Кира опустила глаза. Потом достала из сумки ключи.
— Я хочу, чтобы ты их оставил у себя.
— Зачем?
— Просто. Пусть будут.
Он взял. Но ничего не ответил.
Он снял комнату в хрущёвке, рядом с офисом. Минимум — кровать, стол, маленький холодильник. Тихо. Свободно. Без чайных бесед, без упрёков, без комментариев по поводу макарон и сахара.
Виделся с Тимофеем почти каждый день. Забирал с площадки, водил в парк, приносил сок и книги. Мальчик радовался. Кира приходила иногда вместе с ними, и на эти часы они снова были семьёй. Временной. Как будто ничего не случилось. Потом она возвращалась к матери.
— Я пока не могу уйти. У неё давление… — объясняла.

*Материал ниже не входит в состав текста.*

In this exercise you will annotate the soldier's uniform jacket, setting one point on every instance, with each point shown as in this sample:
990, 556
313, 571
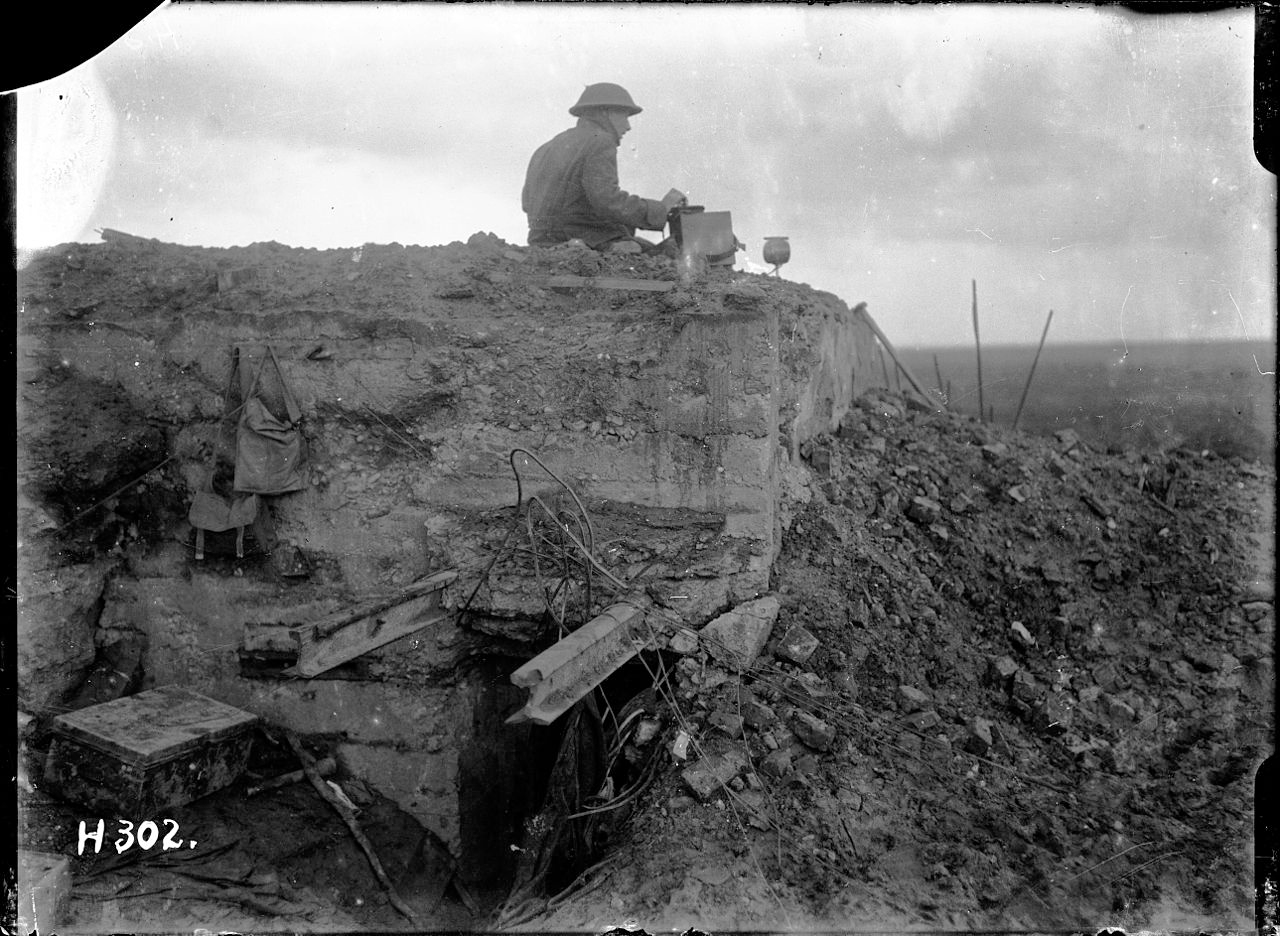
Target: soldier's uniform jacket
571, 190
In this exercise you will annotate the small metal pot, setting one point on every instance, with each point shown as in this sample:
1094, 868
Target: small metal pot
777, 251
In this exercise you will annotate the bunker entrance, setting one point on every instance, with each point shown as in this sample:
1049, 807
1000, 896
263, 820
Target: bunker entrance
593, 766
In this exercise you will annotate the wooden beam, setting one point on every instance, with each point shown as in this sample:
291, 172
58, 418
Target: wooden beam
570, 669
339, 638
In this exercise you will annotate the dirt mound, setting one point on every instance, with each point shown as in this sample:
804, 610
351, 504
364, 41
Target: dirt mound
1014, 683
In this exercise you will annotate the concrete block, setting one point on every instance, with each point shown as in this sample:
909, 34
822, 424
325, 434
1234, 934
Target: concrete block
44, 891
737, 637
705, 777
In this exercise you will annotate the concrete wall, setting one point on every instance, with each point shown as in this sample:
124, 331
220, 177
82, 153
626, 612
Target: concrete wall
693, 401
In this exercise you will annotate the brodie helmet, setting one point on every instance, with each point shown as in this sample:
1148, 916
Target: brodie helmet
604, 95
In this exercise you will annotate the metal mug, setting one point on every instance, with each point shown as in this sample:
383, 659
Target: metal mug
777, 251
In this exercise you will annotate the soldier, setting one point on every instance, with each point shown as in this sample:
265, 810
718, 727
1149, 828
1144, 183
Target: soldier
571, 188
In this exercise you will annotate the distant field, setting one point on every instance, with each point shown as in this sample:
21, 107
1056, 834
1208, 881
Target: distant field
1220, 396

— А у нас было? — спрашивал он.
Она не знала, что ответить.
Через два месяца он получил повышение. Немного прибавили зарплату. Он подал заявку на ипотеку. Одобрили. С трудом, но одобрили. Маленькая двушка в спальном районе. Годен к заселению через месяц. Без мебели, но с белыми стенами и новым ламинатом. И тишиной.
Он предложил Кире переехать. Сказал честно:
— Это не ультиматум. Я всё ещё хочу, чтобы мы были вместе. Но только — там. Не с ней.
Она долго молчала. Потом сказала:
— Я подумаю.
Она не перезванивала две недели. Потом сама пришла — без звонка. Постояла в дверях его комнаты.
— А можно мне тоже?
— Что?
— Пожить. С тобой. Там.
Он смотрел на неё долго.
— Я могу, правда. Я знаю, я вела себя как трус. Но я… просто запуталась.
Он не знал, что сказать. Он устал за эти месяцы — так, как не уставал за всю жизнь. Устал ждать, уговаривать, объяснять.
— Там будут только мы. Без визитов, без советов, без фраз про «мужчин не тех».
— Я согласна, — тихо сказала она. — Но тебе надо знать: мама не простит. Она уже сказала, что я предательница.
Он усмехнулся.
— Она так сказала?
— Да. А ещё добавила…
— Что?
Кира вздохнула и чуть заметно улыбнулась.
— «Если я вам мешаю — купите себе отдельное жильё», — отрезала она.
Они переглянулись. И впервые за долгое время оба засмеялись. Горько. Но свободно.